This is hilarious to me. People are the ones who give stallions a bad name, it's really not the horse. Usually because people are afraid of them. God forbid he talk to another horse, next thing you know, he will bolt out of your hand rearing and striking, probably running over an innocent child...all just to breed some mare across the arena....geesh people. I was given this advice when it comes to studs...."IF YOU TREAT THEM LIKE A GLASS HORSE, THAT'S WHAT YOU'LL GET...A GLASS HORSE!!!" One who cracks under pressure, can't be taken off the property, can't be around kids, you name it...they will turn into a freaking night mare!!! But, it's not the horses fault. I was at a cutting clinic once...on my mare standing in between two studs...one who was an APHA cutting stud, like 15 years old...the other was a 5 year old QH...(who I later bred my mare to.) I will tell you this, neither one of those boys remotely even looked at my mare, or each other. My mare on the other hand, was beside herself. Yet, they were perfect gentlemen  Sounds to me like your in good hands OP  Never be afraid of your boy. Just keep him respectful, and you should be fine together.


----------



## wild horses (Feb 11, 2011)

Hey I work with wild stallions, as in mature been runing wild on the moutains wild stallions who have been mustered up and put up for adoption. They arrive completely unhandled two days from muster on the back of a stock truck. So I have a wee bIt of experiance with stallions, just to add I'm a very petite girl.

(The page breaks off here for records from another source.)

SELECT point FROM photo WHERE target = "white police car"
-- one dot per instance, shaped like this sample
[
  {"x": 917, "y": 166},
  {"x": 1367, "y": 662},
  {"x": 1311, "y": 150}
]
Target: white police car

These boys are wonderful, and with correct handling should never behave any differant from a gelding. My boys even mature breeding stallions graze and are paddocked together. I always pity stallions who live there whole lives isolated. Mine are all handled around mares, and all learn to be led off a mare, trailered next to mares etc and learn that breeding is not an option.

My tips are
1. As soon as your around them they are not allowed to whinny, look, be distracted by other horses. Always attention on you. In a nice way,j don't have to be rough with them 
2. Never let the sniff any horse poo, or exhibit any of this kind of behaviour when your handling them 
3. Agressivebehaviour is never acceptable.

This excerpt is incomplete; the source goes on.